Epigallocatechin-3-gallate (EGCG) is the main polyphenol in green tea and has anti-inflammatory and anti-oxidative effects. The aim of this study was to determine the impact of EGCG on the expression of adhesion molecules and lipopolysaccharide (LPS)-induced nuclear factor-kappa B (NF-κB) signaling in rat intestinal epithelial (RIE) cells.

The effect of EGCG on LPS-induced NF-κB signaling and expression of intercellular adhesion molecule (ICAM)-1 and vascular cell adhesion molecule (VCAM)-1 was examined by reverse transcription polymerase chain reaction, western blotting, immunofluorescence and electrophoretic mobility shift assay.

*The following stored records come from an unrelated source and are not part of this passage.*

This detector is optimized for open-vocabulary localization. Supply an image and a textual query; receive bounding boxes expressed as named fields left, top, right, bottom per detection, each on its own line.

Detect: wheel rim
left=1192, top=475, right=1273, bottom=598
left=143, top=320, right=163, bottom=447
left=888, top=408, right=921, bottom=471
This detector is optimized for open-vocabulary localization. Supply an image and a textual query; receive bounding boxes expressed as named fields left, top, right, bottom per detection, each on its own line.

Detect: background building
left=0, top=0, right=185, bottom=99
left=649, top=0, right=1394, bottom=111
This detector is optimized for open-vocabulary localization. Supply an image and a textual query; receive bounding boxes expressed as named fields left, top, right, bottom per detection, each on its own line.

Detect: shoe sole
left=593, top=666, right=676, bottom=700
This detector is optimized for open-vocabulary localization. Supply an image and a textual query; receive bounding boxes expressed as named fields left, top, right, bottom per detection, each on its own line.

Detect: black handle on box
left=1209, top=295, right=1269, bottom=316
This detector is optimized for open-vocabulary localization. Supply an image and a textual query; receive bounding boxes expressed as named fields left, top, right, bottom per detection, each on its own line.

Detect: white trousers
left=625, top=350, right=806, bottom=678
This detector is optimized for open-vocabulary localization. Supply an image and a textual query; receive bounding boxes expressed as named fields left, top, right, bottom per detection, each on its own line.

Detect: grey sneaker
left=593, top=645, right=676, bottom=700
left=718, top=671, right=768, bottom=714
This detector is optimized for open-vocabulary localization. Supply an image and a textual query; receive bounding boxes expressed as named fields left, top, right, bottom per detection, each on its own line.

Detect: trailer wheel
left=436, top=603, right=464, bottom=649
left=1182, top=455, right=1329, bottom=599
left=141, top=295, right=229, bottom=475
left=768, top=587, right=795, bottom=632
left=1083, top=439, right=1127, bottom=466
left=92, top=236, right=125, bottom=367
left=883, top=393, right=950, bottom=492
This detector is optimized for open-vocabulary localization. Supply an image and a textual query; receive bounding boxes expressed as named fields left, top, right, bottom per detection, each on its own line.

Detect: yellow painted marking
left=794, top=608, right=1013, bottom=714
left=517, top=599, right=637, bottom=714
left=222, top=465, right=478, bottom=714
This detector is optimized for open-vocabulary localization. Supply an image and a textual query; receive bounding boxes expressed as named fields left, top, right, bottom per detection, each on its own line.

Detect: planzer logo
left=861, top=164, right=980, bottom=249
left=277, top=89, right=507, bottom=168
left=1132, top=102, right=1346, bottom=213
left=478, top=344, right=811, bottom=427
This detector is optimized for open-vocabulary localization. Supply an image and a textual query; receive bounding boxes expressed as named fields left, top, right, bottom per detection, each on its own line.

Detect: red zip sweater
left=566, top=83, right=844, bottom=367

LPS-induced expression of ICAM-1 and VCAM-1 mRNA was inhibited by EGCG treatment in RIE cells. LPS-induced inhibitor of kappa B alpha degradation and NF-κB nuclear translocation were blocked by EGCG in RIE cells. EGCG blocked LPS-induced NF-κB DNA-binding activity in RIE cells. The pharmacological NF-κB inhibitor Bay11-7082 suppressed the LPS-induced expression of ICAM-1 and VCAM-1 mRNA in RIE cells.

These results indicate that EGCG inhibits LPS-induced ICAM-1 and VCAM-1 expression by blocking NF-κB signaling in intestinal epithelial cells.